The contents of our lab training are as follows:

  • Installing BIND 9
  • Setting up RNDC
  • Setting up logging
  • Recursive and Cache DNS
  • Authoritative NS - Master and Slave
  • Delegation
  • IPv6
  • DNS Security Extensions (DNSSEC)
  • Stealth (split) DNS
  • Hardening DNS systems

Recursive and Cache Nameserver

Three minimum zone files is needed which are:

  • localhost (forward zone)
  • localhost (reverse zone)
  • root

Forward zone file

;filename 127.0.0.fwd
$TTL 345600
@               IN      SOA     localhost. hostmaster.localhost. (
                                2015112401      ; Serial
                                3600            ; Refresh
                                900             ; Retry
                                3600000         ; Expire
                                3600            ; Min TTL
                                )
                IN      NS      localhost.
localhost.      IN      A 127.0.0.1

Reverse zone file

; filename 127.0.0.rev
$TTL 345600
@               IN      SOA     localhost. hostmaster.localhost.        (
                                2015112401      ; Serial
                                3600            ; Refresh
                                900             ; Retry
                                3600000         ; Expire
                                3600            ; Min TTL
                                )
                IN      NS      localhost.
1               IN      PTR     localhost.

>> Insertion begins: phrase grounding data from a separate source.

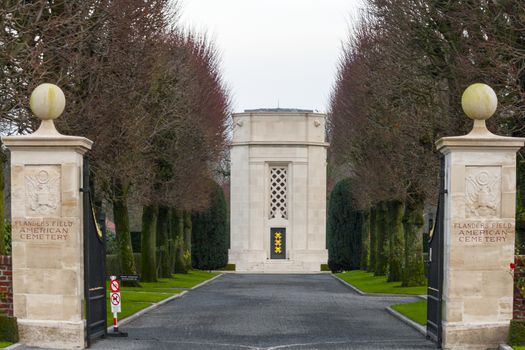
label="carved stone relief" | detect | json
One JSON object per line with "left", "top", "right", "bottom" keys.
{"left": 25, "top": 165, "right": 61, "bottom": 217}
{"left": 465, "top": 166, "right": 501, "bottom": 219}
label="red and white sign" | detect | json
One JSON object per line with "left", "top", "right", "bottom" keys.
{"left": 111, "top": 292, "right": 121, "bottom": 313}
{"left": 110, "top": 279, "right": 120, "bottom": 293}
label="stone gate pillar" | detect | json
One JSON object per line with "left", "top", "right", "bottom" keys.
{"left": 436, "top": 84, "right": 525, "bottom": 349}
{"left": 2, "top": 84, "right": 92, "bottom": 349}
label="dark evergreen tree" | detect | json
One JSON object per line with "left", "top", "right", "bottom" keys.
{"left": 327, "top": 178, "right": 362, "bottom": 272}
{"left": 191, "top": 182, "right": 228, "bottom": 270}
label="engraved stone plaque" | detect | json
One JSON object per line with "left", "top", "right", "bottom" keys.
{"left": 12, "top": 218, "right": 77, "bottom": 242}
{"left": 452, "top": 220, "right": 514, "bottom": 244}
{"left": 465, "top": 166, "right": 501, "bottom": 219}
{"left": 25, "top": 165, "right": 61, "bottom": 217}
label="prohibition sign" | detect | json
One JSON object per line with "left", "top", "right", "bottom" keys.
{"left": 110, "top": 280, "right": 120, "bottom": 293}
{"left": 111, "top": 293, "right": 120, "bottom": 306}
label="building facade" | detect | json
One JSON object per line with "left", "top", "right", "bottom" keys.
{"left": 229, "top": 109, "right": 328, "bottom": 272}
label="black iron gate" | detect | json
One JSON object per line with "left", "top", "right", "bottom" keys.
{"left": 426, "top": 155, "right": 445, "bottom": 347}
{"left": 83, "top": 158, "right": 107, "bottom": 346}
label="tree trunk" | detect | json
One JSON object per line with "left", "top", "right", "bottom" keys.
{"left": 167, "top": 209, "right": 177, "bottom": 275}
{"left": 374, "top": 201, "right": 389, "bottom": 276}
{"left": 387, "top": 200, "right": 405, "bottom": 282}
{"left": 172, "top": 208, "right": 187, "bottom": 273}
{"left": 360, "top": 209, "right": 370, "bottom": 271}
{"left": 183, "top": 210, "right": 192, "bottom": 271}
{"left": 141, "top": 204, "right": 158, "bottom": 282}
{"left": 368, "top": 207, "right": 377, "bottom": 273}
{"left": 402, "top": 198, "right": 426, "bottom": 287}
{"left": 112, "top": 180, "right": 139, "bottom": 286}
{"left": 157, "top": 206, "right": 172, "bottom": 278}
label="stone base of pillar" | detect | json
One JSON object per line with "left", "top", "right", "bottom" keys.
{"left": 229, "top": 249, "right": 327, "bottom": 272}
{"left": 442, "top": 321, "right": 509, "bottom": 350}
{"left": 17, "top": 319, "right": 85, "bottom": 349}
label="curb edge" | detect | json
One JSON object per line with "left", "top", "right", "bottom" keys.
{"left": 107, "top": 273, "right": 224, "bottom": 331}
{"left": 330, "top": 274, "right": 426, "bottom": 300}
{"left": 385, "top": 306, "right": 427, "bottom": 336}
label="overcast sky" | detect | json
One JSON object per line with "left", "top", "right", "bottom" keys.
{"left": 179, "top": 0, "right": 365, "bottom": 113}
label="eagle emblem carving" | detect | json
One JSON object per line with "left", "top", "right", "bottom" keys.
{"left": 26, "top": 169, "right": 60, "bottom": 215}
{"left": 465, "top": 170, "right": 500, "bottom": 218}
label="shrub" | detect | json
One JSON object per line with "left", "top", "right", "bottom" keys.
{"left": 327, "top": 178, "right": 362, "bottom": 272}
{"left": 3, "top": 222, "right": 11, "bottom": 255}
{"left": 191, "top": 182, "right": 228, "bottom": 270}
{"left": 106, "top": 231, "right": 119, "bottom": 255}
{"left": 509, "top": 320, "right": 525, "bottom": 346}
{"left": 222, "top": 264, "right": 236, "bottom": 271}
{"left": 105, "top": 253, "right": 141, "bottom": 277}
{"left": 0, "top": 313, "right": 18, "bottom": 343}
{"left": 320, "top": 264, "right": 330, "bottom": 272}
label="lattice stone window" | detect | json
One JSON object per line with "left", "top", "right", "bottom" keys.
{"left": 269, "top": 166, "right": 288, "bottom": 219}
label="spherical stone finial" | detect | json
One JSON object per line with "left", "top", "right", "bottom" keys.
{"left": 29, "top": 83, "right": 66, "bottom": 120}
{"left": 461, "top": 83, "right": 498, "bottom": 121}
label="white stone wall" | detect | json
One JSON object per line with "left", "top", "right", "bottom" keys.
{"left": 229, "top": 112, "right": 328, "bottom": 272}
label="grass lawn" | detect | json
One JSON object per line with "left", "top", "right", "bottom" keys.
{"left": 391, "top": 300, "right": 427, "bottom": 326}
{"left": 123, "top": 270, "right": 219, "bottom": 292}
{"left": 336, "top": 270, "right": 427, "bottom": 295}
{"left": 106, "top": 270, "right": 218, "bottom": 325}
{"left": 514, "top": 347, "right": 525, "bottom": 350}
{"left": 0, "top": 342, "right": 12, "bottom": 348}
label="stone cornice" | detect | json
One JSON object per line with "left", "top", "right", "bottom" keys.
{"left": 231, "top": 141, "right": 329, "bottom": 147}
{"left": 233, "top": 112, "right": 326, "bottom": 117}
{"left": 436, "top": 135, "right": 525, "bottom": 152}
{"left": 2, "top": 135, "right": 93, "bottom": 154}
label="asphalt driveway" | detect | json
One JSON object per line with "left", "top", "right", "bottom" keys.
{"left": 90, "top": 273, "right": 436, "bottom": 350}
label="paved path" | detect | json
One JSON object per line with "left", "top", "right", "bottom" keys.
{"left": 89, "top": 274, "right": 436, "bottom": 350}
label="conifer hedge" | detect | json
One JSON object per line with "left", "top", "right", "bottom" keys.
{"left": 327, "top": 178, "right": 362, "bottom": 272}
{"left": 191, "top": 182, "right": 228, "bottom": 270}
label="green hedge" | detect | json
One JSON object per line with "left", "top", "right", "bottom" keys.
{"left": 3, "top": 223, "right": 11, "bottom": 256}
{"left": 509, "top": 320, "right": 525, "bottom": 346}
{"left": 327, "top": 178, "right": 362, "bottom": 272}
{"left": 191, "top": 182, "right": 229, "bottom": 270}
{"left": 0, "top": 314, "right": 18, "bottom": 343}
{"left": 222, "top": 264, "right": 236, "bottom": 271}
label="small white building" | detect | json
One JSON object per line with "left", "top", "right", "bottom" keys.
{"left": 228, "top": 109, "right": 329, "bottom": 272}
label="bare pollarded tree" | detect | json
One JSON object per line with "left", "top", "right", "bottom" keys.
{"left": 0, "top": 0, "right": 110, "bottom": 254}
{"left": 139, "top": 31, "right": 231, "bottom": 281}
{"left": 0, "top": 1, "right": 232, "bottom": 278}
{"left": 329, "top": 0, "right": 525, "bottom": 284}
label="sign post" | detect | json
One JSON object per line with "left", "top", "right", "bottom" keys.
{"left": 108, "top": 276, "right": 127, "bottom": 337}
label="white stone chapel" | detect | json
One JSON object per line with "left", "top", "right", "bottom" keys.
{"left": 228, "top": 109, "right": 329, "bottom": 272}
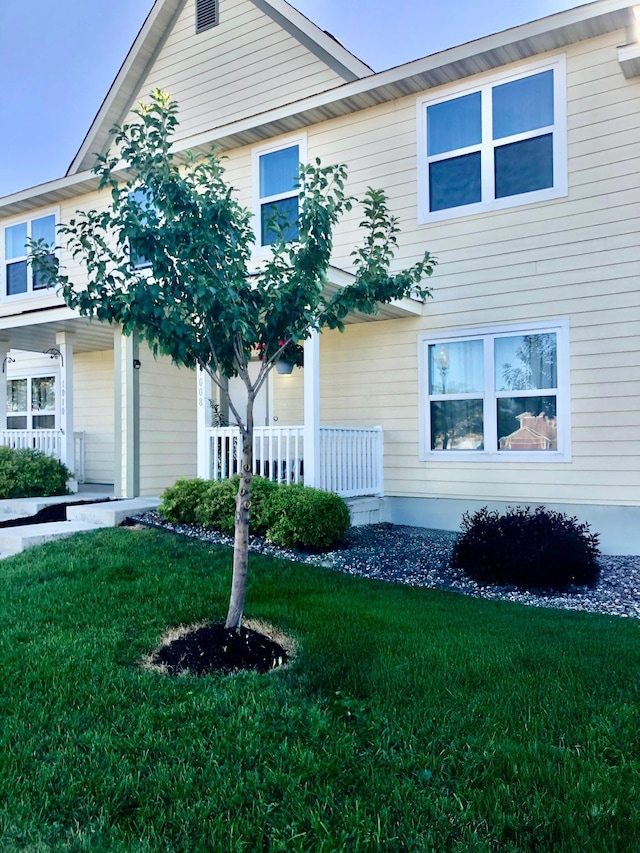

We also had chance to "get our hands dirty" for domain name setup with the DNSSEC key.

At the end of the training we were given brief explanation on DNS hardening. In short they are as follows:

  • Isolate DNS from other service
  • Run named as non-root
  • Hide BIND version
  • Use logging
  • Control zone transfer and queries
  • Prevent DNS server from responding to DNS traffic from certain networks
  • Patch BIND whenever a patch is available or when current bind version has vulnerabilities

In conclusion we were pretty much exposed to the introductory part of DNS. Honestly two days are not enough to cover all in detail but it was well done and gave a good start for attendees to initiate further self study and experimentation.

At End Point we are experienced hosting our own and clients' DNS service using BIND (including in more exotic split-horizon setups) and nsd, and using common SaaS DNS providers such as UltraDNS, SoftLayer, Amazon Web Services Route 53, Hurricane Electric, etc.

DNS has largely become an unseen commodity service to Internet users in general, but that makes it all the more important to have skill handling DNS changes safely, and due to the occasional need for unusual configurations and coping with DDoS attacks such as the recent major attack on Dyn.